The southern Tunisian city of Gabès transformed into a vibrant crossroads for cineastes and art lovers Sunday night, as the 8th edition of the Gabès Cinéma Fen (GCFen) festival kicked off with a grand opening ceremony at the newly renovated Mohamed Bardi cultural complex in Bab Bhar.
The evening’s star, distinguished actress and festival icon Hind Sabri, arrived in the company of fellow Tunisian screen icon Dhafer L’Abidine to a resounding reception. Sabri, a “daughter of the South,” has been the steadfast patron of this unique festival since its inception in 2019, sharing a deep, visceral bond with Gabès and its people. Since the very first edition, she has honored the festival with her commitment, contributing far more than just her renown.

In an evening hosted by Amel Smaoui, the event gathered a constellation of industry luminaries, including producer Dorra Bouchoucha, theatrical power couple Jalila Baccar and Fadhel Jaibi, award-winning director Kaouther Ben Hania, and a host of acclaimed actors.
A Festival of Resistance and Restoration
Breaking with tradition, the 2026 opening did not feature a long-form film but instead a powerful cine-concert entitled “Palestine: A New Narration.” It was a world premiere presented by Lebanese composer and pianist Cynthia Zaven, who collaborated with sound designer Rana Eid. The immersive work, revisiting archival images from 1914 to 1918, set an immediate tone for a festival that proclaims cinema as a form of resilience and resistance.
“For an hour marked by deep tensions, we wanted to launch a sincere appeal for solidarity with oppressed peoples,” explained the festival’s newly appointed director, Afef Ben Mahmoud. This conviction is the soul of GCFen, a festival that is less an event and more a living manifesto for the moving image.
Under its new leader, Ben Mahmoud, the festival emphasizes a dialogue between its three main pillars: cinema, video art, and extended reality (XR). “It’s not just a film festival; it is a celebration of the image in all its forms,” Ben Mahmoud said. Indeed, its very name, “Fen,” is the Arabic word for art.

A key aspect of the festival is Sabri’s personal curation of the Classic Cinema section, where her rigorous passion for cinematic heritage shines through. This year, she unveiled two newly restored masterpieces: Ali Badrakhan’s Shafiqa and Metwally and La Noce by the Nouveau Théâtre collective, the latter being an Arab premiere of the film’s final restored version in a moving tribute to Fadhel Jaziri.
An Intimate and Worldly Panorama
The 2026 program is a dense and audacious curatorial project centered on memory, ecology, and experimentation.
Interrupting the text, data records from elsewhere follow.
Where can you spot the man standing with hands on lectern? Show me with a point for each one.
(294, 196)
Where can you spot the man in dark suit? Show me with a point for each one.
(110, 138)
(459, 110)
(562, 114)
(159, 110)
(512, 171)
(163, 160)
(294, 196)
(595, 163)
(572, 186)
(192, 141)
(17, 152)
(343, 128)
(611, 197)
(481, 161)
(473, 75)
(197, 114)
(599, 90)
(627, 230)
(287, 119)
The main feature this year places Arab cinema at the forefront, with eight films competing, including weighty titles like Cherien Dabis’s All That’s Left of You and Hassan Hadi’s The President’s Cake.
The “Cinéma Monde” section offers a window to global cinema, and the expanded “Art Vidéo” program explores themes of humor as resilience and the complexity of urban life, breathing new life into spaces across the city in containers and various locales.
Beyond the big screen, the festival engages critically with its surroundings. The “Cine Terre” section, an open-air screening in a breathtaking oasis, is dedicated to environmental themes, directly confronting Gabès’s well-documented pollution issues and fostering crucial dialogue with the local community.

As the screenings begin and Sabri prepares to lead a panel on the archeology of costumes in Tunisian cinema, the message from this 8th edition is clear. In a world fragmented by conflict, Gabès Cinéma Fen stands not as a mere escape from reality, but as a vital arena in which to confront and reframe it—one image at a time.